Here moisture very like a tear stood in the eyes of the Lord of Caversham: but grief gave way to wrath as he said that the felon knight might have taken his own child, which would long since have been in its grave but for the Ladie Alfgiva, without robbing him of his son.

Our good abbat, who had his prophetic seasons, said, "Grieve not, my well-beloved nephew. The two children will do well together, and thou wilt soon have them restored to thy house: they were born to be together and love one another, and so will not be separated. Alice will repay thee hereafter for the ingratitude and treasons and other evil doings of her father."

Here I, Felix the novice, and Philip the lay-brother, who had carried little Alice from the abbey unto Caversham, and who had loved the child ever since, did say "Amen! amen! So be it."

"The children," said an honest franklin who had stood by all the time of these discourses, "be surely gone with the Countess of Anjou for Oxenford; as on the road beyond the town I saw a blue-eyed boy riding before a man-at-arms, and a little girl in the arms of a waiting-woman who rode close to the countess on a piebald horse, and both the children were crying piteously."

"Then will we recover them at Oxenford," said one of the knights.

Sir Alain de Bohun, with a part of the company who had come with him, mounted for Caversham; and when Sir Alain began to ride, I could see that he rode hotly and impatiently. The rest of the knightly company we entertained in the abbey as best we could, and lodged them for that night, the good franklins having brought us in some clean straw and rushes for that purpose. The commoner sort slept in the open air on the Falbury, with their weapons by their sides.

But before the troublous day was finished, other dismal tidings and sights of woe were brought to our house. John Appold and Ralph Wain, two franklins whilome of good substance, who farmed some of our outstanding abbey lands beyond Pangbourne, came to tell us that their houses had been burned, their granaries emptied, and the plough-hinds and shepherds and all the serfs driven away by Matilda's people, who had chained them together by their iron neck-collars, and had goaded them before them like cattle with the points of their lances. And before these sad tales were well ended, Will Shakeshaft, a faithful steward who dwelt in a house our lord abbat had at Purley, arrived on a maimed horse, and with a ghastly cut across his face, to let us know that violence had been done to his wife, and that that fair house had been burned also.
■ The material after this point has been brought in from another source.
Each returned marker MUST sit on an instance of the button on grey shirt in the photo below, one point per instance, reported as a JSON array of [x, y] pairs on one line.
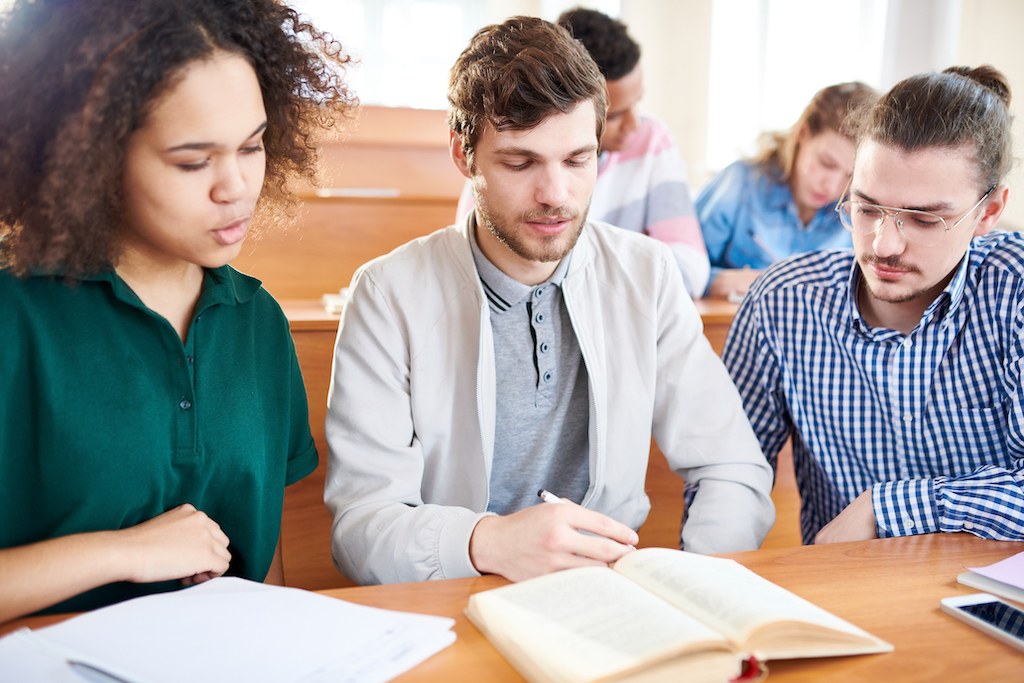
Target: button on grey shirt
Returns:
[[543, 399]]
A little later there came three of our poor serfs howling so that it was dreadful to hear, and holding in the air their red and still bleeding stumps. They had been amputated and then liberated, in order that they might go forth and show all the people what they had to expect if they opposed or so much as forbore to aid and join the empress-queen. As the night became dark, we could trace the march of the countess by a line of fire and smoke. Such were the things which drove the poor people of England into impiety and blasphemy, making them say that Christ and the saints had fallen asleep! And these things lasted in the land for fifteen more years.